Not to be overlooked are the city’s scenic views. The publisher notes that “Youngstown
is a pleasant city to look upon,” and provides vistas of the Mahoning River, the fountain at
Central Square, and the shaded walks and flowering shrubs of Oak Hill Cemetery.
Youngstown Illustrated shows the city as a rising industrial hub. The publisher, H. R.
Page and Co. of Chicago, had similar publications for other Midwestern cities and counties. It
documents Youngstown in the late-19 th century, capturing the time just before steel
overshadowed iron and the city truly became a metropolis.
Tod Family Treasures: 19th Century Heirlooms
This new exhibit explores the Tod family legacy through their decorative arts. Family portraits, china, silver, and more will give insight into the daily lives of the Tods living in Youngstown during the 19th Century. Some pieces were gifted to David Tod during his service as U.S. Ambassador to Brazil, while others were purchased by the family.
A Tod bedroom suite recently traveled from Minnesota to make its way back to the Mahoning Valley. The Tods purchased the suite – an ornately carved walnut bed and marble-topped dressing table – from A. S. Herenden Co., a Cleveland furniture maker, sometime in the 1870s-1880s. After being used by the Tods, the suite was given to Anna Morgan King, a local friend of the family. Mrs. King passed the suite down to her niece, Anna May Morgan Curry, who subsequently passed it to her grandson, Charles P. Curry, in the late 1970s.
Tailor Made: Local Clothing and Accessories
The clothing and accessories in the exhibit reflect the talent of many local men and women. Whether tailor made for downtown Youngstown’s shops or wealthy clients, or hand-sewn for family and friends, these pieces beautifully reflect the styles of their time. The exhibit includes pieces from the 19th and 20th centuries, from simple cotton bonnets, to extravagantly beaded evening dresses.
Anne Kilcawley Christman Decorative Arts Gallery
Mid Century Modern in the Mahoning Valley
This exhibit explores the design period from the late 1940’s through the 1960’s when designers embraced technological advancements and natural forms using bold colors and streamlined edges. The exhibit highlights the 1948 Youngstown Kitchens set, pieces from the Plakie Toy company and more.
The Story of My House: Arts & Crafts Design at Greystone
This exhibit explores Greystone’s design, from conception to realization. With sketches drawn by Olive Arms, photographs of original room designs, and never before seen furniture and decorative objects, the exhibit demonstrates the Arts and Crafts influences in the Arms family home.
B.F. Wirt was a Youngstown lawyer and businessman, and served as an Ohio state senator for four years beginning in 1889. An avid traveler, Wirt amassed a unique collection of rare ancient artifacts, artwork, Asian decorative arts, as well as books, autographs and manuscripts. He intended to develop a museum for his collection, however that never came to fruition and the collection is now under the care of the Mahoning Valley Historical Society. Visitors will see a variety of items including famous autographs, artifacts from the War of 1812, a Persian (Iranian) perfume bottle, Chinese embroidery and a Native American basket.
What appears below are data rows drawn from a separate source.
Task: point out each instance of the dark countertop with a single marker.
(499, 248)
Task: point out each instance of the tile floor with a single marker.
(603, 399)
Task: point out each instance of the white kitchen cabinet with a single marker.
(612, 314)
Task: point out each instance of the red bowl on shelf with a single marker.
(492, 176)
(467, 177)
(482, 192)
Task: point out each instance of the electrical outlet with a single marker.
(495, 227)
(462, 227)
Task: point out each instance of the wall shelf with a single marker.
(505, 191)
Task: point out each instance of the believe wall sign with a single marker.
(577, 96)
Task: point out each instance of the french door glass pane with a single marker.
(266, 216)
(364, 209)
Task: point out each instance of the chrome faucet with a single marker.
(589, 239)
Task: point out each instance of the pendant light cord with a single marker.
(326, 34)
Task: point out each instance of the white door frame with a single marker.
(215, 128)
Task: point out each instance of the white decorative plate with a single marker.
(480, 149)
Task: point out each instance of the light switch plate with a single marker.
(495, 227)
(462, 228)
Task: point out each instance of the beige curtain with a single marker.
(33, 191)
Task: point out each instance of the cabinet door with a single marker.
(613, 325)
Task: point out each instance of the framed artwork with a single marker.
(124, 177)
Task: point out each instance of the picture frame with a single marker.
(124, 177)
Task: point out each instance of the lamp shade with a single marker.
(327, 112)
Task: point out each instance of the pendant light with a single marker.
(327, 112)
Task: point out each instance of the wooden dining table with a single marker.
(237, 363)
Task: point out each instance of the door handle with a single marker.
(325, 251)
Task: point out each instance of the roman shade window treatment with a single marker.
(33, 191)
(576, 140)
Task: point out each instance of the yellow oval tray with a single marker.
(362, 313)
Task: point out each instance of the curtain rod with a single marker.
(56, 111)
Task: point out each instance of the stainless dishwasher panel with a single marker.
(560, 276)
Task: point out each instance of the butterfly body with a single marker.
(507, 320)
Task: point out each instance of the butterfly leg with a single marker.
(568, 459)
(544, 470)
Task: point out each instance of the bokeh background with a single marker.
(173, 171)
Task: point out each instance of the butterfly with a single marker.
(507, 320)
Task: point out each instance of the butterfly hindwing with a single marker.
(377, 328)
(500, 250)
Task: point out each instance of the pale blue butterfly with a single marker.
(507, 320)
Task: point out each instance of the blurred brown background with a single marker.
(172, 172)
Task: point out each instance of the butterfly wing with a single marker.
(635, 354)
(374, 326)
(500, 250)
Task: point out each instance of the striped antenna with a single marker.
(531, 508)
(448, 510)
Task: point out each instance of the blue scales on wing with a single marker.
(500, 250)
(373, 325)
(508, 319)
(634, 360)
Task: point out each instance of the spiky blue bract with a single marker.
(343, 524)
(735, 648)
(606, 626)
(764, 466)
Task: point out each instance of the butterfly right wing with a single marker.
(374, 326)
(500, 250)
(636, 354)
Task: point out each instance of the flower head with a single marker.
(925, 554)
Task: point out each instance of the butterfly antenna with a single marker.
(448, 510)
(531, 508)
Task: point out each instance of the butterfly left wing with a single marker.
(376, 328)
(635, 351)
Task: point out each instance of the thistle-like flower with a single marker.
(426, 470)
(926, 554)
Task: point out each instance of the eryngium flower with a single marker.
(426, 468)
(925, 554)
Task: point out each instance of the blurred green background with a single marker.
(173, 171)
The Hands-On-History Room has again been transformed into an interactive North Pole experience. Guests of all ages are welcome to explore Santa’s office and take pictures in his sleigh. For even more holiday spirit, guests can use try-on Elf, Santa, and Toy Soldier costumes to add a festive layer to their photographs. Activity tables offer the chance to get crafty with ornaments, greeting cards, and other holiday pieces with a little something for everyone to enjoy. The space is complete with Christmas cartoons, music, a Santa exhibit, and even an hourly North Pole Elf News Network broadcast.